This past weekend, an old friend of mine got married. I’ve been friends with him for a long time — over a decade, in fact. I’ve traveled to visit him, made a point of visiting the cities he’s lived in before he made his next move. I really care about the guy, and was ecstatic to learn of his engagement. However, I didn’t attend the wedding. Why? Well, it’s simple: I wasn’t invited.

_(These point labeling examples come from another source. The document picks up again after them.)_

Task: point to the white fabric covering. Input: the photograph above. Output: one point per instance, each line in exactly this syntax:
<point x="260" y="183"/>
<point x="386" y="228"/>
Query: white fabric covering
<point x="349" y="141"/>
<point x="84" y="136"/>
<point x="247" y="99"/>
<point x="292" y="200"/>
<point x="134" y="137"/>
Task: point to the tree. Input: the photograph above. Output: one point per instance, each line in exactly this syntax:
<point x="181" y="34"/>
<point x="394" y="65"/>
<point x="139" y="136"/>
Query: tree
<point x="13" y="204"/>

Not invited? But didn’t I just say that I’d been friends with the guy for years, and that I’d traveled to visit him on more than one occasion? Why yes, I did. But here’s the thing: I can’t really blame my friend for the lack of an invitation. You see, I made a subtle mistake in my friendship with him. It’s one I’ve made all too often before. My mistake was in assuming that my perception of my friendly gestures is equal to my friend’s perception of my gestures. I care about my friends; I care a lot. But a lot of times I care a lot on the inside and not so much on the outside. I spend a lot of time thinking about my friends, wondering how they’re doing, what new things are happening in their lives, but really communicating with them to find out for sure. And then occasionally I gear up to go spend some face time with them, traveling an hour or more to do so. I may miss follow-through on the small things, but those big moments I keep up with. However, the things I consider to be grand gestures of friendship — like taking trips to another city when I’m not someone who travels much — don’t always translate the same way to my friends — some of whom are big travelers and think it’s no big deal to hop over to another city for a weekend or more. So what might be a big effort for me is not the same for others.

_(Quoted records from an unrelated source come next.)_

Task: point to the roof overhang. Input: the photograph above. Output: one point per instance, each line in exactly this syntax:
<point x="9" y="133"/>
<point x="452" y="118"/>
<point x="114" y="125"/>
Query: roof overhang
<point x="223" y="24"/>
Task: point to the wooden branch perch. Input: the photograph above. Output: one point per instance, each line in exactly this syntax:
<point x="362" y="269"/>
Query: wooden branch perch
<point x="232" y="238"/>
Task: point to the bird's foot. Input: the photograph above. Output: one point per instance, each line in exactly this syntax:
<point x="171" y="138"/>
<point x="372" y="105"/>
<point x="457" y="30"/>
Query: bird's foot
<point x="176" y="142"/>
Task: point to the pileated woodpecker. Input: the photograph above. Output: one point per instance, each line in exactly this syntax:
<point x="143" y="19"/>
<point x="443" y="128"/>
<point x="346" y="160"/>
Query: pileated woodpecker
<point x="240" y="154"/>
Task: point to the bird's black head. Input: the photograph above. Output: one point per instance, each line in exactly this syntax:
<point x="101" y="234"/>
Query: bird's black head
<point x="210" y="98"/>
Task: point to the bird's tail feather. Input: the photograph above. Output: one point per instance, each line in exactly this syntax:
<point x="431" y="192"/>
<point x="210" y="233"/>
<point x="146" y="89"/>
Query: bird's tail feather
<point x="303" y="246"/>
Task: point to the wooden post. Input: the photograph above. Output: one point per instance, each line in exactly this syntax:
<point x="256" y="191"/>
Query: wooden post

But shouldn’t they be more understanding of my great effort? Actually, that’s kind of the opposite of my point. Maybe I should be more understanding of them. If I can’t keep up with the truly little things, like phone contact with my out-of-town friends, then my grand gestures fall just a little flat. It’s great when I’m in town, but the majority of year we are miles apart, and if I’m not taking the time to remember the relationship, why should I expect them to? We may be involved in different activities, but it’s not like they’re less busy than I am. Just like in anything else, the big gestures (and their results) are obvious, but the little things add up in ways that will eventually be noticed. If I want to better at my friendships, and really all my relationships, acting on the small moments I think about is definitely a good place to start.
What about you? Have you ever found a gap where your actions weren’t quite as big as your thoughts or intentions were? Or are you great at keeping up with your distantly-located friends?